Magnetic resonance imaging (MRI) is the most valuable imaging modality for differentiating STH from other differential diagnoses. It offers an accurate assessment and facilitates subsequent management plans . However, cases of PTH without MRI features have been reported in the literature. .
A recent study in Qatar described the demographics of 31 patients (representing all those diagnosed with STH between January 2015 and December 2020) and mentioned that 71% of the patients were male and 29% were female. The median age was 40 years old. Most patients had visual disturbances; 70.9% of them had third nerve palsy. Abnormal MRI findings were detected in 64.5%. Most patients received steroids, with a response rate of 70.9% and a recurrence rate of 9.7%. Previous episodes of HRT and female sex were linked to higher recurrence rate (p-value 0.009 and 0.018) .

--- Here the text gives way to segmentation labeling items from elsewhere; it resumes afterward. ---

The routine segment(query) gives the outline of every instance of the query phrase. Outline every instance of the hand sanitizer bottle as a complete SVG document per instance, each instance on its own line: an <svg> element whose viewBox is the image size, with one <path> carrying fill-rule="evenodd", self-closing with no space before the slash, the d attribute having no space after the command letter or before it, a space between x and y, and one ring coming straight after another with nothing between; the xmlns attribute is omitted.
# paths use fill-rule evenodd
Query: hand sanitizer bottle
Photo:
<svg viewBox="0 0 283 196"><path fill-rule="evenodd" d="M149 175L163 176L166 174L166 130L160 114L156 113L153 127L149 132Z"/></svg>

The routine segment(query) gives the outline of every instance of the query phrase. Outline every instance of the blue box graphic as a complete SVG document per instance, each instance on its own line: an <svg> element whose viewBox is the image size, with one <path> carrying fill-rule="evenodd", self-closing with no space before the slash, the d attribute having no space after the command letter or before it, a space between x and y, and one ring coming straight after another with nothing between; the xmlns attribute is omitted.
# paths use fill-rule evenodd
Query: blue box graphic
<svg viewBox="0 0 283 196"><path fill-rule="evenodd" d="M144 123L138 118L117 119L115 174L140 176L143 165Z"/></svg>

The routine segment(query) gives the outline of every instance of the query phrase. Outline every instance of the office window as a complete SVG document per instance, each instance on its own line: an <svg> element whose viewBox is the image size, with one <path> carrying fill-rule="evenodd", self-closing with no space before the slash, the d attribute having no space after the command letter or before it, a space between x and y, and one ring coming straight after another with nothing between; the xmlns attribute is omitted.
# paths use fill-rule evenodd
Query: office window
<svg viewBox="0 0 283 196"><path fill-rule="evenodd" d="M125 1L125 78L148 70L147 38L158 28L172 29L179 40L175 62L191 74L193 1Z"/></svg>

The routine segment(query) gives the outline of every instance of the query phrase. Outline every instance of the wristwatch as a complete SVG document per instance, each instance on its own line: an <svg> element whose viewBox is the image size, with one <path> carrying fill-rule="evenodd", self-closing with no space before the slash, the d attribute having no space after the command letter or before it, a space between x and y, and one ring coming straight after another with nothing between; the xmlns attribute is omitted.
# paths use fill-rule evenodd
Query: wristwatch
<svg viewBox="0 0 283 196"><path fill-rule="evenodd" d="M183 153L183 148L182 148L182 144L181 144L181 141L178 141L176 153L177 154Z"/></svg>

Tolosa Hunt Syndrome (THS) is considered one of the rare diseases documented by the National Organization for Rare Disorders (NORD), and very little is known about it at the primary care level. Patients with HRT present with painful ophthalmoplegia with a dramatic response to systemic corticosteroids. Given the importance of better coordination within the interprofessional team at the primary and secondary levels and for better delivery of care to patients affected by this syndrome, clinicians should be aware of the different causes of painful ophthalmoplegia, including the less common presentations.